Highlights of OIG activity from April 1, 2020 through June 30, 2020 are highlighted below

  • An OIG investigation which established that the Chicago Police Department (CPD) superintendent drove a City vehicle while under the influence of alcohol, consumed alcohol before using a City vehicle, committed various traffic violations, allowed a supervisee to use a City vehicle after consuming alcohol, and made false public statements and a material omission regarding an incident. In November 2019, OIG recommended that the Mayor discharge the superintendent and refer him for placement on the ineligible for rehire list maintained by the Department of Human Resources (DHR). Furthermore, OIG recommended that, if the superintendent were to retire in lieu of discharge, he be found not in good standing and not be issued Illinois Retired Officer Concealed Carry credentials. In response, the Mayor removed the superintendent and the superintendent reverted to his former rank of lieutenant, subsequently resigning from CPD. The superintendent was also added to DHR’s ineligible for rehire list. OIG is awaiting a response regarding two additional Summary Reports of Investigation submitted in May 2020, one which addresses the conduct of the CPD officer who served as the former superintendent’s driver and security detail, and another which addresses the CPD member response to the call involving the former superintendent. 
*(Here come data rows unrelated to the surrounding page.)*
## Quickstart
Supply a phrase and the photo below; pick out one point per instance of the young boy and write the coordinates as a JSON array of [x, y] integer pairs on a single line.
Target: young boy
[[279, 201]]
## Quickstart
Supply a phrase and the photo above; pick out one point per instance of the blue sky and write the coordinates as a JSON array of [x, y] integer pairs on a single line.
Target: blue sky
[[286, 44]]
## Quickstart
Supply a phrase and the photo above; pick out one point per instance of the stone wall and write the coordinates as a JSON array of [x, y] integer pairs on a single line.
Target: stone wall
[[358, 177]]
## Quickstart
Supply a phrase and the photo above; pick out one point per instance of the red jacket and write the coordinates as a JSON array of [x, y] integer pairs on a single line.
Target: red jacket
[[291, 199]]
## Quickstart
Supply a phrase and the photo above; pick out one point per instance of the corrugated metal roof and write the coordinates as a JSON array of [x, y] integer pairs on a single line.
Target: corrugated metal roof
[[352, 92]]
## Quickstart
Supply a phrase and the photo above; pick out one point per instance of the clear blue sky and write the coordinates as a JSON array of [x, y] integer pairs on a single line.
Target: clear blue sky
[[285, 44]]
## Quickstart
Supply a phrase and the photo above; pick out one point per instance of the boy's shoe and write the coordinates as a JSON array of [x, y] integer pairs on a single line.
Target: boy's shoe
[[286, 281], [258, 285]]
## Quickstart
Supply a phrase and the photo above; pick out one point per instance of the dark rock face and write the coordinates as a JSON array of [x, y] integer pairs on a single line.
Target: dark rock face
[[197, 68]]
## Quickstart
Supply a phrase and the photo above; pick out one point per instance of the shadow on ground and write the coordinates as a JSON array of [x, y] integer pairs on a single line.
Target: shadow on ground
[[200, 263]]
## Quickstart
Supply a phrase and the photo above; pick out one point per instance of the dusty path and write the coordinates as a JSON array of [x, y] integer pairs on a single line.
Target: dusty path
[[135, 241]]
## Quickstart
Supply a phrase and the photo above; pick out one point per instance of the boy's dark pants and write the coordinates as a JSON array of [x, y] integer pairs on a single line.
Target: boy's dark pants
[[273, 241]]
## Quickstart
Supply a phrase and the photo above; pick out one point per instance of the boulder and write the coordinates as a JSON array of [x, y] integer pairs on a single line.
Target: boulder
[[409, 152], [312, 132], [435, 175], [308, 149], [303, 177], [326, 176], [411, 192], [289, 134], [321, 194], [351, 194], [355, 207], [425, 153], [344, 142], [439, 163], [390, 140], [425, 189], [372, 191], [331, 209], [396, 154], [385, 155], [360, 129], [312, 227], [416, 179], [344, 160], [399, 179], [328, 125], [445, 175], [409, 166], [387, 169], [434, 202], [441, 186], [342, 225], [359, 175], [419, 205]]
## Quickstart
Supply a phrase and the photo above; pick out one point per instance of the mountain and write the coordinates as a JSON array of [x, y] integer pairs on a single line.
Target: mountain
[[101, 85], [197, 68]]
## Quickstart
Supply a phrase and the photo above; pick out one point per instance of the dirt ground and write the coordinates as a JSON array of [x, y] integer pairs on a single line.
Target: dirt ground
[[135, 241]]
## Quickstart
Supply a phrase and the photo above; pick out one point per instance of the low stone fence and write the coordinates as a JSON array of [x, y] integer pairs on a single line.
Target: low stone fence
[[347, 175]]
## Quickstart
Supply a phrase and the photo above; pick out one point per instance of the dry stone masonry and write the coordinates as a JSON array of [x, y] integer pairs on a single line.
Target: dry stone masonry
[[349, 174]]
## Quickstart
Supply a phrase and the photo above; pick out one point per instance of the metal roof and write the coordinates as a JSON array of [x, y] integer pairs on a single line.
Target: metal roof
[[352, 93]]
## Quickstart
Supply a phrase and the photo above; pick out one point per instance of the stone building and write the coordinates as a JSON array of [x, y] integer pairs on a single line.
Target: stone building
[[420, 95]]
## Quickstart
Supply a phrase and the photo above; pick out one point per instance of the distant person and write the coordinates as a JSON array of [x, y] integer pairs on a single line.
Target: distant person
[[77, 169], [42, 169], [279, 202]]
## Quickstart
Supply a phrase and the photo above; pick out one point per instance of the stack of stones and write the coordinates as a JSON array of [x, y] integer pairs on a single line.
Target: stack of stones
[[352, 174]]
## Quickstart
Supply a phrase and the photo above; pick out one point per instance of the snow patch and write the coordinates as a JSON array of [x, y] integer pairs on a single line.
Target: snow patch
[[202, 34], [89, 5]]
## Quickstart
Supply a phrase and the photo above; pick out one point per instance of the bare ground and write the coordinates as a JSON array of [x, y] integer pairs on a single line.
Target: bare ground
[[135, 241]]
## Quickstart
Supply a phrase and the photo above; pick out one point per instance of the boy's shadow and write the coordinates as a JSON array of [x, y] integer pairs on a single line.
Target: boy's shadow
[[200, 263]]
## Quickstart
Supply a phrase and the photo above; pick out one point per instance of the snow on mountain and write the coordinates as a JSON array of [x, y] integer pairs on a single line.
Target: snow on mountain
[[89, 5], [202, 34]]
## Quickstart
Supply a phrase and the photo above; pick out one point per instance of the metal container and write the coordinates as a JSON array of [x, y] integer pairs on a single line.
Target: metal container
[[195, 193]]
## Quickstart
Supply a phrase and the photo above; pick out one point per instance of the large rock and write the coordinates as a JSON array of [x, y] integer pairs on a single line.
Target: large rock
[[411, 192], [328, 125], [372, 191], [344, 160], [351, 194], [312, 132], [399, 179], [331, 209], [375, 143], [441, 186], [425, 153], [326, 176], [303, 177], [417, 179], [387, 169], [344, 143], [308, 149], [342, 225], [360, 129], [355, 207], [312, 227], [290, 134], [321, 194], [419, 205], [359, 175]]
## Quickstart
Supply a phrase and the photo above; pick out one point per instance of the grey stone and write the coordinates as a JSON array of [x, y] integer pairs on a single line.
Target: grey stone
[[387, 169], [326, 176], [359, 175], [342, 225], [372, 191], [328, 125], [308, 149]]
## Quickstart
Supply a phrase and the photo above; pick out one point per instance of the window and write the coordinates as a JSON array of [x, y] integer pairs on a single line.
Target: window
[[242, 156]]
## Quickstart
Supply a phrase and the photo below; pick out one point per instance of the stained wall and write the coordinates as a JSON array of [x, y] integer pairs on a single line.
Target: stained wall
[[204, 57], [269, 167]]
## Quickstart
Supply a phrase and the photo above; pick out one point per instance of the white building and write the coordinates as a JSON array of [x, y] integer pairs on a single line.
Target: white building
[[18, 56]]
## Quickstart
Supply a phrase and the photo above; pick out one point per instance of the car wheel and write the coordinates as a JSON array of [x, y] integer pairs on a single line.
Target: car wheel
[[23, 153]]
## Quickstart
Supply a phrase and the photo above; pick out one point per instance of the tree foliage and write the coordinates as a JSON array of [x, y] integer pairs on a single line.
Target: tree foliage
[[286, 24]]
  • An OIG investigation which established that a CDA deputy commissioner at Midway International Airport (MDW) disregarded crucial federal safety protocols and the City’s Personnel Rules. Specifically, the deputy commissioner ordered a change to the reported airfield conditions at MDW from “wet” to “dry,” following a call from a private airline requesting that the airfield conditions be changed. OIG recommended discharge and placement on the ineligible for rehire list maintained by DHR. The deputy commissioner subsequently retired after CDA received OIG’s report. In response, CDA referred the deputy commissioner for placement on the ineligible for rehire list.
  • Three OIG notifications regarding: City-owned vehicles and a lack of information about the City’s status as a self-insured entity at the Department of Assets, Information and Services (AIS); insufficient procedures for onboarding and documenting the work of City volunteers as outlined in the Hiring Plan, which could allow departments to circumvent hiring processes designed to promote fairness in City hiring, as well as certain requirements for employees; and nepotism at CPD, which highlighted the strict prohibitions the City’s Governmental Ethics Ordinance imposes on City employees and officials supervising their family members.
  • An OIG audit which concluded that the Chicago Department of Transportation (CDOT) does not have a traffic signal management plan; has not established program objectives or performance measures connecting traffic signal planning, operations, and maintenance activities to broader Department and City goals related to traffic safety, equity, and mobility; and, the approach to maintenance limits CDOT’s ability to address problems early or to ensure that signals are timed optimally for changing traffic conditions. In response, CDOT agreed to develop a traffic signal management plan, create performance measures to track progress toward its goals, and analyze staffing.
  • An OIG review which determined that CPD’s records management and production systems and processes are not adequate to ensure that the Department can meet its legal obligations. CPD lacks the means to determine what records may exist for a given case or incident, and therefore cannot ensure that it has produced all responsive records; members of CPD’s Subpoena Unit are not systematic in their searches for records; and members of CPD’s Subpoena Unit and other units do not systematically track the production of records. In response, CPD agreed with most of OIG’s recommendations, has been proactive with the development of an upcoming records production directive and standard operation procedures within its units, and agreed to audit its production processes and to capture those processes in its ongoing Department-wide staffing analysis.
  • An OIG review which proposed recommendations to improve investigations conducted by CPD’s Bureau of Internal Affairs (BIA) and the Civilian Office of Police Accountability (COPA). In the course of its regular review of closed disciplinary investigations, OIG identified recurring errors and inaccuracies in data warehouse queries and records searches, including but not limited to misspelled names; incorrect addresses, dates, times, and date ranges; unduly narrow time, date, and address ranges; omission of key search terms, and incomplete records searches. In response, CPD agreed that improved training and protocols will help minimize the errors identified and confirmed that BIA is in the process of revising its training to incorporate OIG’s recommendations. CPD stated it would consider OIG’s recommendation that investigators record the specific details of their searches. COPA stated that it would refresh its training, and indicated it would explore options for a technology-based application to allow the creation and reproduction of search lists for the purpose of supervisory review.